小説

『最後の料理』NOBUOTTO(『銀河鉄道の夜、注文の多い料理店』)

 扉の前に立ち止まっているジョバンニを見てラポが戻ってきた。
「ラポさん、この部屋にどなたかいるのですか。窓から光が、まるで部屋の中で何か爆発したような凄い光が。中の人は大丈夫なのでしょうか」
 ラポは小さな窓から部屋の中を見ながら言った。
「君は優しいね。ここには私の父がいる。面倒な事に巻き込まれたみたいであるが、まあ、当分は大丈夫だろう」
 「ラポさん。ここはみなさんがいる部屋なんですか」
 ラポは扉をひとつひとつ指しながら言った。
 「うーん。いると言えばいるし、いないと言えばいない。さっき光ったその扉が父。その横が母。こっちの扉は兄。

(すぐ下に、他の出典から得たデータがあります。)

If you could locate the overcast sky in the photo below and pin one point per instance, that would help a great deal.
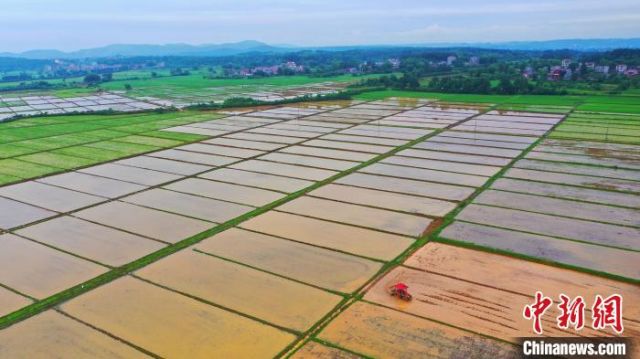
(76, 24)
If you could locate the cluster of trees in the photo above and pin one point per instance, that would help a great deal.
(95, 79)
(506, 85)
(407, 81)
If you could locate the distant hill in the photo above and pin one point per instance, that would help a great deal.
(152, 50)
(241, 47)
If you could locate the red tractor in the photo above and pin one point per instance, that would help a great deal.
(400, 290)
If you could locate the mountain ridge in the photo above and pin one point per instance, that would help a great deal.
(246, 46)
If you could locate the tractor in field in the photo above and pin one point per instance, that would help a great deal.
(400, 290)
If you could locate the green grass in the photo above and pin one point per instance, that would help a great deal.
(56, 160)
(39, 146)
(597, 103)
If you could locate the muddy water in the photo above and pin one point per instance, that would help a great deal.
(280, 301)
(467, 305)
(321, 267)
(406, 186)
(194, 157)
(381, 199)
(255, 145)
(518, 275)
(148, 222)
(497, 130)
(324, 163)
(599, 233)
(225, 191)
(577, 169)
(455, 157)
(131, 174)
(385, 333)
(40, 271)
(13, 214)
(590, 160)
(473, 142)
(253, 179)
(444, 166)
(290, 133)
(321, 233)
(313, 350)
(164, 165)
(265, 138)
(220, 150)
(49, 197)
(489, 137)
(425, 175)
(475, 150)
(561, 207)
(604, 259)
(99, 243)
(381, 133)
(9, 302)
(172, 325)
(376, 149)
(53, 333)
(98, 186)
(193, 206)
(362, 139)
(374, 218)
(567, 192)
(283, 169)
(578, 180)
(329, 153)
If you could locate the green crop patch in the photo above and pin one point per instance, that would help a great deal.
(95, 154)
(56, 159)
(25, 170)
(178, 136)
(6, 179)
(11, 150)
(126, 149)
(150, 141)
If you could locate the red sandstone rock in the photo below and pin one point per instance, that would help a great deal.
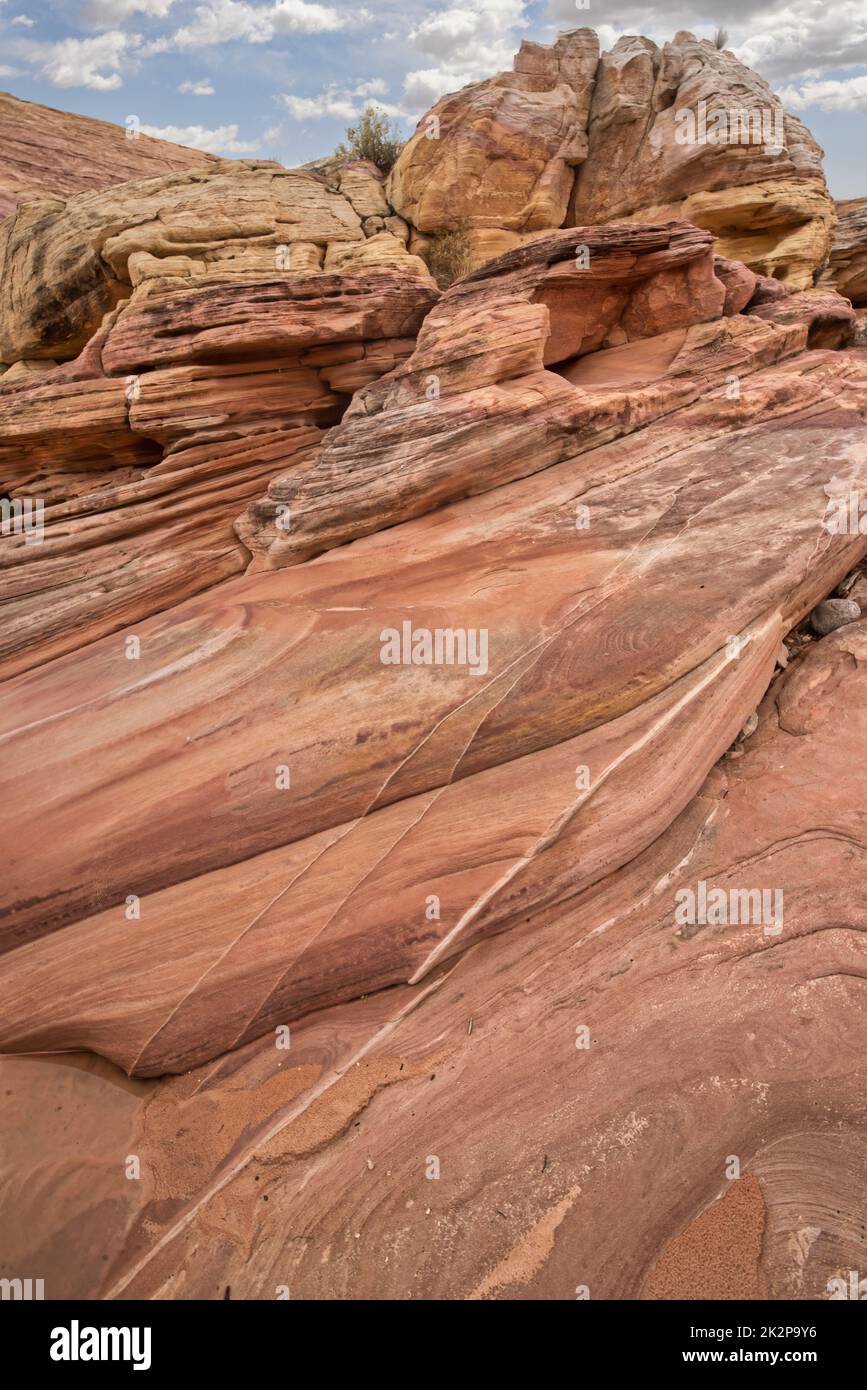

うーん、吾輩とは違って実に性格の悪い兄である。そして、その横が妹。彼女は我が一族で最も心が美しく容姿も申し分ない。とにかく覚えるのに苦労するほどの沢山の我が宇宙海賊ファミリーが扉の向こうから時空を超えて生きている。説明はこれでいいかね。では先に進もう」
 廊下の突き当りの部屋にラポが入っていった。ジョバンニも部屋に入る。この部屋の天井も硝子ばりで宇宙が広がっている。部屋の壁はなめらかなカーブを描いて繋がっていた。そしてその壁一面に半球の大きなレンズが並んでいた。ジョバンニは学校で習ったトンボの複眼のようだと思った。どの半球にも何かが映し出されているようである。
 「さて、ここが我が室、船長室である」
 「さーて、ご覧あれ、本日のディナータイムは」と言ってラポは壁にある半球をひとつ指さした。するとその半球からの映像が映し出された。
 そこには、町が写っていた。いや、ジョバンニは町だと思った。道がある。建物がある。自分の町とは比べ物にならないほど大きい建物が並んでいて広い道が交差している。空中には何かが飛んでいる。町の向こうには小高い丘がありそこに塔が立っていた。銀河鉄道でみた三角標の親玉のような巨大な塔であった。
 「レオニオス」
 「レオニオス?」
 「そう、レオ二オス。今の宇宙で、今?昔?いつ?とにかく宇宙一美味しいディナーが堪能できる星だ。目指すはここだジョバンニ君」
 「どうして僕の名前を・・・」
 ラポは強く床を数回踏み鳴らした。すると船が激しく揺れた。天井の向こうの星が一斉に流れ始めた。宇宙船がもの凄いスピードで飛び始めたようである。